Bildiğiniz üzere günümüzde dört din vardır. Bu dört dinin isimleri İslamiyet, Hristiyanlık, Yahudilik, ve Budizm’dir. Bu dinler en çok inananı olan dinlerdir, bunların yanında tabiki başka dinlerde vardır fakat bu dinlerin inananları küçük değerlerdedir. Bunlara örnek olarak: Jainizm, Sihizm, Şintoizm, Taoizm, Tenrikyo ve Zerdüştlük verilebilir. Bir de ek olarak hiçbir dine inanmayan bir grup bulunmaktadır. Bu grup herhangi bir tanrıya veya dine inanmaz. Dini literatür de bunlara ateist, inançsızlıklarına ise ateizm denilmektedir. Belirttiğimiz üzere saydığımız her dinin kendisine ait özelliği bulunur. Ancak İslamiyet, Hristiyanlık ve Yahudilik aynı Tanrı tarafından yeryüzüne indirilen dinlerdir. İndirilme dönemleri farklıdır. Peki bu inanışlar insanı köleleştirir mi, özgürleştirir mi? Yada insanların doğasında neden bir şeye inanma hissi yatar? İnsanların dinlere inanmalarının genel sebebi tanrının gerçek olduğuna ve insanların onunla iletişim kurabilip, dünyanın işleyişine etkilerini algılayabiliyor olduklarına inanmalarıdır. Bunun dışında bu konu büyük düşünürleri yıllardır uğraştırıyor. Örneğin Karl Marx dini “toplumun afyonu” olarak tanımlarken; Sigmund Freud ise, tanrının bir yanılsama olduğunu ve inananların çocukluk dönemindeki güvenlik ve bağışlanma ihtiyaçlarına döndüğünü düşünüyor. Daha yeni bir psikolojik açıklama ise, kendi evrimimizin “tanrı şeklinde bir boşluk” yarattığı ya da evrimin bize verdiği mecazi “tanrı motorunun” bizi tanrısallığa inanmaya sürüklediği. Yani aslında bu hipotez, dinin, insan gelişiminde büyük önem taşıyan bir takım bilişsel ve sosyal adaptasyonların ürünü olduğu şeklinde.

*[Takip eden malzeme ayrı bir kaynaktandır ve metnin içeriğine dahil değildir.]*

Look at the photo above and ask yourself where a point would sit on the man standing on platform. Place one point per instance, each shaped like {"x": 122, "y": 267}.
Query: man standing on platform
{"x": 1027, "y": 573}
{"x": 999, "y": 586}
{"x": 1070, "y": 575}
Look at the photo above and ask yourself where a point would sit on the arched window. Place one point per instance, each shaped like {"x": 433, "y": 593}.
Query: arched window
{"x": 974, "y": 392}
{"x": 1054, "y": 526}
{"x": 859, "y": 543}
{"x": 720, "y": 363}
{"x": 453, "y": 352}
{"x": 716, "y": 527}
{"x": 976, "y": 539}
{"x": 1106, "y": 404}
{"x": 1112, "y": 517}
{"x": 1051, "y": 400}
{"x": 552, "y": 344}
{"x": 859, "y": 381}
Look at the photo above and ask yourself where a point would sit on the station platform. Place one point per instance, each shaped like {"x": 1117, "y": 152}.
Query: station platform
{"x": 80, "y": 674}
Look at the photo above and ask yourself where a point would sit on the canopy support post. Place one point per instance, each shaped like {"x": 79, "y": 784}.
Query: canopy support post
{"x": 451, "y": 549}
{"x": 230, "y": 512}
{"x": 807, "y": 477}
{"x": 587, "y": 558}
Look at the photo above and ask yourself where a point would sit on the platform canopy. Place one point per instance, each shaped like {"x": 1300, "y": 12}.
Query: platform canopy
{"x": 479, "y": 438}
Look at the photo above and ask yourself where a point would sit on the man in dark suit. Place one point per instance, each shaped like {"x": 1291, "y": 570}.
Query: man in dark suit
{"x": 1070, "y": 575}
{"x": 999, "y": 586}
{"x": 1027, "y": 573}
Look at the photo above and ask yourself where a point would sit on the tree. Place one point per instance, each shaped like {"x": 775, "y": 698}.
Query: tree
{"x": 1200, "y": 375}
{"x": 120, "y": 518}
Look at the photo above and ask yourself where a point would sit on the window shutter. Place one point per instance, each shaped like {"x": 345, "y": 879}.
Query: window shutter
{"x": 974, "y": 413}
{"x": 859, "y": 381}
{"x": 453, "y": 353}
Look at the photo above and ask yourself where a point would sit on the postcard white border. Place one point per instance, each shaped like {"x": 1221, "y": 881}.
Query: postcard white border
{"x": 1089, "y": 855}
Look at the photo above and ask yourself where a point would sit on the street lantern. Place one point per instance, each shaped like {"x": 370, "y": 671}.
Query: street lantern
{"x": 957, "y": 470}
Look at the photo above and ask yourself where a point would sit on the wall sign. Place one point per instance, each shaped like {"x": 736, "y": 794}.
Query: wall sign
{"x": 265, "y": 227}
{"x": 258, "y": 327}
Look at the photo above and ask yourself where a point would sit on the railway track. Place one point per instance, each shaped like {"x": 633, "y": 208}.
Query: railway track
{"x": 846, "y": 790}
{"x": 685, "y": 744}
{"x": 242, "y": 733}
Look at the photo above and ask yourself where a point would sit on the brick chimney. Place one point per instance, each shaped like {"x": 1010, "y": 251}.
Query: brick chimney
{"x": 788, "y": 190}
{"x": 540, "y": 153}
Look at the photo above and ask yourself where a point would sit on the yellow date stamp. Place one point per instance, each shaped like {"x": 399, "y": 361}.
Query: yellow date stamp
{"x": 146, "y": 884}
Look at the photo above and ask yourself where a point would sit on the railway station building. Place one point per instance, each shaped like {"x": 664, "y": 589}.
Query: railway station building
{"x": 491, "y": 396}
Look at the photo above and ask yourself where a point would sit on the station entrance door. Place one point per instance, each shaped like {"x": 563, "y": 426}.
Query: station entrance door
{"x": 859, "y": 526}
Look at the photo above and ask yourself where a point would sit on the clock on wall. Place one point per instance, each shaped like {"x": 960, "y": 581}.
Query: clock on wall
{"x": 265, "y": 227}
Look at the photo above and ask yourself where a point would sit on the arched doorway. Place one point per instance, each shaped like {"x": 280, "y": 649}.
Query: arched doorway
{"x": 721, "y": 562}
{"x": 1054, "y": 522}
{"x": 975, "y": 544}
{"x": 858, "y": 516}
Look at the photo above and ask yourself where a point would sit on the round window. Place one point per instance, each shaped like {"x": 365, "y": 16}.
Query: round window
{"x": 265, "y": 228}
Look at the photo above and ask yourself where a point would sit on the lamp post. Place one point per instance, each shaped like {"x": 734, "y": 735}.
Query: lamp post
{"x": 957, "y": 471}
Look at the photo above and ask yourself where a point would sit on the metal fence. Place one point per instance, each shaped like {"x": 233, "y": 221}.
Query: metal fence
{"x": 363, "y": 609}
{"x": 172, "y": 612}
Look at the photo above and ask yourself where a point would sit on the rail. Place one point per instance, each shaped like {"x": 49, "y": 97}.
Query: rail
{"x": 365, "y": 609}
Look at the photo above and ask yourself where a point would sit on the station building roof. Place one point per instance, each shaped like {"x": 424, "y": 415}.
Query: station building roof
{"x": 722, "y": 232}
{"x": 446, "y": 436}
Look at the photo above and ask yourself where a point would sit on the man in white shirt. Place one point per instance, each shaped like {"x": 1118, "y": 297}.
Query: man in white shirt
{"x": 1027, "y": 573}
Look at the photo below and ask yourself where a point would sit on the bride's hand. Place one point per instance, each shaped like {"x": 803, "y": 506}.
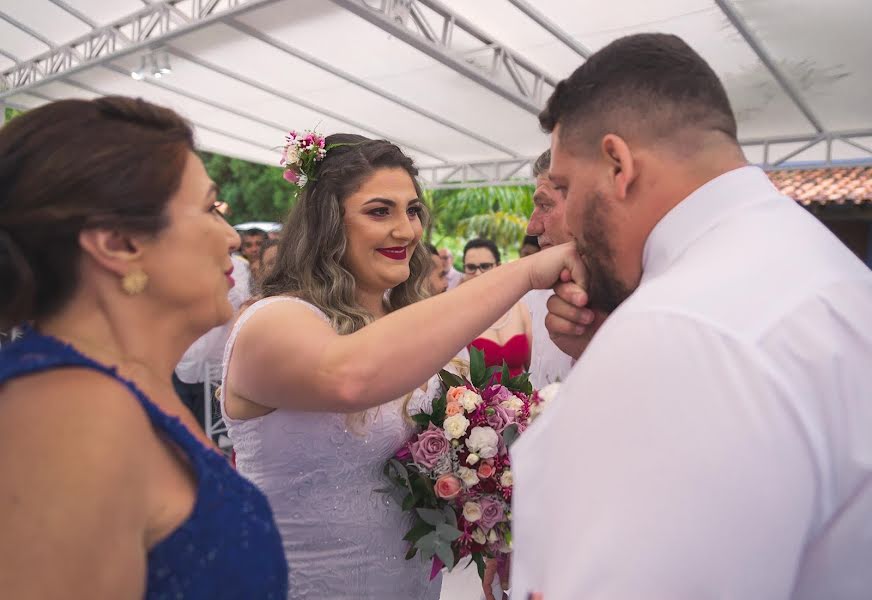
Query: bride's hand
{"x": 559, "y": 263}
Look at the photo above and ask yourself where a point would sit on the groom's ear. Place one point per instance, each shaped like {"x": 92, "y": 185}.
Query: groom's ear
{"x": 622, "y": 168}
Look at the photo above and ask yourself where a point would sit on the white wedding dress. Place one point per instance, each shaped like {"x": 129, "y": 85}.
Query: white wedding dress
{"x": 320, "y": 472}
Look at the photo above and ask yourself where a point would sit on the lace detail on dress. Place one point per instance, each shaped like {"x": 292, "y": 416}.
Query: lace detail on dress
{"x": 342, "y": 537}
{"x": 204, "y": 557}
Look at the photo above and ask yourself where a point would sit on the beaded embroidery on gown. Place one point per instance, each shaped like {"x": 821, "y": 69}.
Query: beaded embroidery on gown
{"x": 342, "y": 538}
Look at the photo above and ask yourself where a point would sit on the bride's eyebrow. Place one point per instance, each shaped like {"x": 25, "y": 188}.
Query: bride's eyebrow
{"x": 381, "y": 200}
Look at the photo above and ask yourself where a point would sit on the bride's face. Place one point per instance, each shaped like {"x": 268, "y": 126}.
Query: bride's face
{"x": 383, "y": 226}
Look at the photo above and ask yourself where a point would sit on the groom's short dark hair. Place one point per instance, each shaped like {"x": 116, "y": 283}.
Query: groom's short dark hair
{"x": 648, "y": 85}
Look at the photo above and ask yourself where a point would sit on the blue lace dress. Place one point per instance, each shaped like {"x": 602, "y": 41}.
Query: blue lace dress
{"x": 229, "y": 546}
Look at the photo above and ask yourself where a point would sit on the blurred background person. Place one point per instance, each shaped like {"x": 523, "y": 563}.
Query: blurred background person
{"x": 437, "y": 280}
{"x": 455, "y": 277}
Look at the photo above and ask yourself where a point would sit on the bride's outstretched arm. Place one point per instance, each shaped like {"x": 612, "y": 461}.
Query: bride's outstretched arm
{"x": 285, "y": 356}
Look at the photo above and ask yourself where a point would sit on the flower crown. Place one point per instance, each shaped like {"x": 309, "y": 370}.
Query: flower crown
{"x": 300, "y": 156}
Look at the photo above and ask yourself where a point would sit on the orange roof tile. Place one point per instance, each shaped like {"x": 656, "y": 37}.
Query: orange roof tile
{"x": 835, "y": 185}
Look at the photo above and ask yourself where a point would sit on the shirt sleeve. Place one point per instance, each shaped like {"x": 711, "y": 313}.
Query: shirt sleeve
{"x": 670, "y": 466}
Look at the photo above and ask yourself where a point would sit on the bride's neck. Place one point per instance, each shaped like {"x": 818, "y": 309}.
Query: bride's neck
{"x": 373, "y": 302}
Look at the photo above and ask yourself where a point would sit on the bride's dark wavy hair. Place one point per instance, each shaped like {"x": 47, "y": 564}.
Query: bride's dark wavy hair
{"x": 310, "y": 263}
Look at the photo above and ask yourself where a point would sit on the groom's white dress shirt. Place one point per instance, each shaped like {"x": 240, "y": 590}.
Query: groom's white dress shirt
{"x": 715, "y": 439}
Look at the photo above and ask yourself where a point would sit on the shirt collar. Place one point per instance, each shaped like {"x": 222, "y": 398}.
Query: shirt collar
{"x": 702, "y": 210}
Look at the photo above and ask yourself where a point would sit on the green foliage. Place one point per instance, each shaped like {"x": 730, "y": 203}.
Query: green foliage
{"x": 11, "y": 113}
{"x": 497, "y": 213}
{"x": 254, "y": 192}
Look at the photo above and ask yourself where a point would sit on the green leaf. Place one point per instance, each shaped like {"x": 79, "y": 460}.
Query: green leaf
{"x": 422, "y": 487}
{"x": 445, "y": 553}
{"x": 427, "y": 544}
{"x": 432, "y": 516}
{"x": 490, "y": 374}
{"x": 506, "y": 376}
{"x": 421, "y": 419}
{"x": 437, "y": 417}
{"x": 447, "y": 532}
{"x": 419, "y": 530}
{"x": 510, "y": 435}
{"x": 479, "y": 563}
{"x": 477, "y": 369}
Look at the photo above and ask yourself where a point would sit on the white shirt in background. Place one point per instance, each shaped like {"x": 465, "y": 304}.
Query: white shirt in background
{"x": 548, "y": 363}
{"x": 209, "y": 348}
{"x": 715, "y": 439}
{"x": 455, "y": 278}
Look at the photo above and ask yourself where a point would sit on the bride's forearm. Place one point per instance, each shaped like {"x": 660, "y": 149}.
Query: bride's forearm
{"x": 404, "y": 349}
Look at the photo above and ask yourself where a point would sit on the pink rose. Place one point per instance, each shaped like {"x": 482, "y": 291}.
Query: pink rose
{"x": 403, "y": 454}
{"x": 454, "y": 394}
{"x": 491, "y": 512}
{"x": 499, "y": 417}
{"x": 430, "y": 446}
{"x": 448, "y": 487}
{"x": 486, "y": 470}
{"x": 496, "y": 394}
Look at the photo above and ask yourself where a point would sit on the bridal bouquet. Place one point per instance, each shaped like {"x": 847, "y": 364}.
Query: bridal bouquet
{"x": 454, "y": 476}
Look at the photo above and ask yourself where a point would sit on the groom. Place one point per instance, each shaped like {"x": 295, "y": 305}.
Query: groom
{"x": 715, "y": 439}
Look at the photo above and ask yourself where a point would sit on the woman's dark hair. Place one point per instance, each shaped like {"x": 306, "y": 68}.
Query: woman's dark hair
{"x": 482, "y": 243}
{"x": 72, "y": 165}
{"x": 311, "y": 259}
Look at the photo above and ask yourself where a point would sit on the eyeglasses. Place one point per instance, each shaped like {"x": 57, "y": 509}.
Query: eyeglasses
{"x": 471, "y": 268}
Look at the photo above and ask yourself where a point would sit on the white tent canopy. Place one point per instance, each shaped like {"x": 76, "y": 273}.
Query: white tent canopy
{"x": 456, "y": 83}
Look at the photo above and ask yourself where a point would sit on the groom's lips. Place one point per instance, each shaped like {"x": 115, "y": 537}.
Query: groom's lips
{"x": 398, "y": 253}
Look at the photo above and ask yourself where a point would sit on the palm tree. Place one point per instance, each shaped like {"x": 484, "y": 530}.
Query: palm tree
{"x": 496, "y": 213}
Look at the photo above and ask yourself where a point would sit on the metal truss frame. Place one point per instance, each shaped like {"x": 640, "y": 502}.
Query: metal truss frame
{"x": 519, "y": 171}
{"x": 153, "y": 25}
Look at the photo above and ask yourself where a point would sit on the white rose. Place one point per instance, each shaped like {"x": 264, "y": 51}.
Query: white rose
{"x": 484, "y": 441}
{"x": 455, "y": 426}
{"x": 472, "y": 512}
{"x": 469, "y": 400}
{"x": 513, "y": 403}
{"x": 478, "y": 536}
{"x": 549, "y": 392}
{"x": 468, "y": 476}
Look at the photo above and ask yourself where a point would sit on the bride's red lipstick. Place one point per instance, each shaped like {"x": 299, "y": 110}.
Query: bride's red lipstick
{"x": 398, "y": 253}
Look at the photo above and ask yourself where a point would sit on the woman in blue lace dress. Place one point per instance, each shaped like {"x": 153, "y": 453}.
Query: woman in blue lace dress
{"x": 112, "y": 253}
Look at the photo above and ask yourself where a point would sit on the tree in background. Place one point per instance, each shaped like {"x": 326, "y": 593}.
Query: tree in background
{"x": 259, "y": 193}
{"x": 10, "y": 113}
{"x": 497, "y": 213}
{"x": 254, "y": 192}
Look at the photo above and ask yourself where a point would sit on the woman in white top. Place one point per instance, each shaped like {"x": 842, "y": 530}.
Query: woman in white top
{"x": 318, "y": 374}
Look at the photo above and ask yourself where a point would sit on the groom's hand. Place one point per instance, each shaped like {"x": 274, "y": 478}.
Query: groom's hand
{"x": 555, "y": 264}
{"x": 569, "y": 322}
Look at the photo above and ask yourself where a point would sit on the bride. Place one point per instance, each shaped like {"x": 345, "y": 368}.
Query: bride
{"x": 317, "y": 375}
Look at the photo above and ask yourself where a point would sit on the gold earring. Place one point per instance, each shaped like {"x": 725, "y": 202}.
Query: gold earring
{"x": 134, "y": 282}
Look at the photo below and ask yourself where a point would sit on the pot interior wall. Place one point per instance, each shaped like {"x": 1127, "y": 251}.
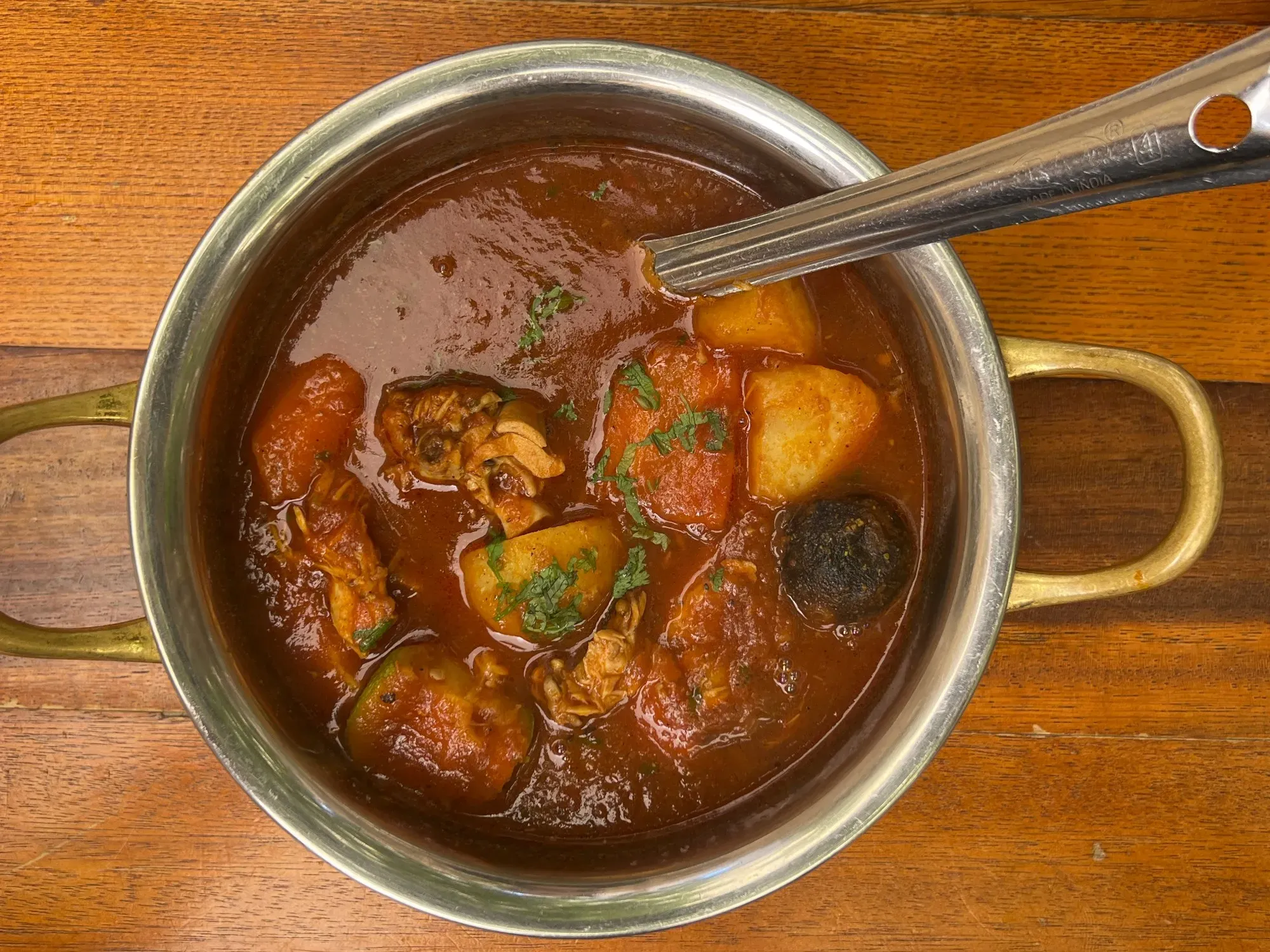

Kendi düşüncelerime göre yorumlamak gerekirse bende çocuklukta güven ve bağışlanma amaçlı bi ihtiyaç ve sosyal bir adaptasyon olduğunu düşünüyorum. Fakat inanışların zorunlu olmadığı bir toplumda yaşadığımızıda hatırlatmak isterim. Çünkü Din özgürlüğünün olduğu bir toplumda her birey, istediği inanç ve dini benimseyebilir ya da hiçbir dine inanmayabilir. Ona ne belli bir inancı benimsemesi için ne benimsediği inancı belli bir biçimde ifade etmesi herhangi bir baskı ve zorlamada bulunulamaz. Ayrıca benimsediği inançtan dolayı kınanması ya da suçlanması da doğru değildir. Bu nedenle kişinin bir inanç ve dini benimseyip benimsememesi, benimsediği inancı nasıl ifade edeceği tamamen akıl ve iradesiyle karar vereceği bir durumdur. Din hürriyetinin bilinçli bir biçimde kullanılması ve başka bireylerin dinî özgürlüklerine saygı gösterilmesi gerekmektedir. Özellikle, farklı dinleri ya da teolojik kanaatleri benimseyen insanların aynı toplumda iç içe yaşadığı günümüzde bu bir zorunluluktur. Ancak insanların bu konuda gereken duyarlılığı gösterebilmeleri için din hürriyetinin doğuştan gelen haklardan olduğuna inanmaları şarttır.
Sonuç olarak bana göre belirli bir dine inanan insanlar katı kurallar karşısında özgürlüklerinden men ediliyor, yani köleleştiriliyorlar. Tabiki buda onların seçimi olduğu için karışılması söz konusu değildir. İstek üzerine bir dine mensup olmayan, çevresi tarafından zorlananlar ise cidden inanışlarına tutsak kalmış kişilerdir ve yardıma ihtiyaçları vardır.